Sermon – The First Sunday of Great Lent 2021
The First Sunday of Great Lent
By V. Rev. Timothy Baclig
March 21, 2021
The First Sunday of Lent is called the “Sunday of Orthodoxy.” It is an annual reminder to all of us how Christ is at the very center of our Orthodox worship. This Sunday, we Orthodox Christians reaffirm and recommit ourselves in our confession of faith of Christ and His saving work. The hymns and prayers of this Sunday echo three related themes:
1. The expectation of the prophets and righteous people for the coming of Christ spoken of in the Old Testament. (as heard in this morning’s epistle). It is also something heard in the prayers of St. Basil the Great who’s Liturgy we celebrate this morning. (p. 136 …Thou didst send forth prophets; thou didst perform mighty works by the Saints who, in every generation, were well-pleasing unto Thee… And the fullness of time was come, Thou didst speak to us through Thy Son Himself… who being the… expressed Image of Thy Person… (He who was) God before the ages, (who) appeared upon the earth and dwelt among men, taking on the form of a servant and becoming conformed to the fashion of our lowliness, that He might make us conformable to the image of His glory…
2. We hear the theme of Christ’s coming, that is, the real presence of Christ in history (the incarnation) and His presence with us today in the church, and in our personal lives: …becoming a dweller in this world, and giving commandments of salvation. He released us from the delusions of idols, and brought us into a knowledge of Thee, the true God and Father,… While no man has seen God, we now know Him as someone who became a Man. He said: He who has seen Me, has seen the Father (John 14:9). Christ, is therefore the visible image of the Father and we, created in the image and likeness of God, bear His image.
3. We hear the theme of joy shared by all of us in the Church in confessing, proclaiming, and glorifying Christ and His Lordship over all. In the Synodikon [the summary of today’s commemoration] we declare that …This is the faith of the Apostles …the faith of the Fathers …the faith of the Orthodox …the faith that founded the universe!
The persons depicted in the images are cherished and important to our lives if they are a visible part of our life of prayer. They are real people, like us and the members of our families if they are among our collection of family photos and images. In the church, icons are not only religious artifacts, but images that bear personal meaning with a deeper reality of the life of those depicted. Some of them were handed down from our parents and grandparents who worshipped with them. Their faith becomes our faith insofar as it is lived and not just proclaimed as our own.

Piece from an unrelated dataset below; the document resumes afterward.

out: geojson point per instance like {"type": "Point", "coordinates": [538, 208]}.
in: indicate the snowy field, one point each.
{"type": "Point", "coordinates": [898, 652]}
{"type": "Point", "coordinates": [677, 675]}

Second, the icons of Christ and all His Saints—the Virgin Mary, the Prophets, Apostles, Martyrs, Confessors, Ascetics, and Fathers—remind us that we all belong to one family of God. God worked patiently and lovingly through these men and women in history to open the gates of the His Kingdom for us. The story of the Bible and the story of the Church is the story of Almighty God working through His people with grace, forgiveness, truth, love, and salvation. It is a story of faith, a celebration of faith, a song of faith, a triumph of faith amidst trials and sufferings. And the story continues in every land, every parish, and every Christian family today! God continues working in our midst, gathering His people into His Kingdom. The past examples and heroes of the faith are one with us and we belong to each other. God unites us all in Christ by the grace of His Spirit.
Just as we express our Christian faith by means of bread, wine, water, and music, so also we express our faith through icons. Icons are symbols, not idols. Icons are venerated, not worshipped. When we venerate icons the honor is directed to Christ or to the saint depicted on the icon, not to the wood, paint, or colors of the icon. The power of icons is not mechanical or magical, but spiritual. It is a working of God’s grace in the act of a personal expression of faith and through the intercessory prayers of the saints who live in God’s glory. Icons teach us about Christ and His ministry, as well as about the saints and their record of faith. As sacred art, icons are windows to heaven: they help us to realize a “new and transfigured creation”, the triumph of Christ over Satan and the renewal of the fallen world. In the words of St. John of Damascus: The icon is a song of triumph, and a revelation, and an enduring witness to the victory of the saints.
These images are important to us because they not only serve as reminders of our heritage, just as family photographs provide us with the remembrance of our loved ones. Holy icons are one other means of expressing spiritual realities and truths beyond words spoken or written. Ironically, icons help us to focus upon the unseen reality of the Kingdom of God in a way that raises our hearts and minds to the presence of God and all who have been saved and are alive by virtue of the Resurrection.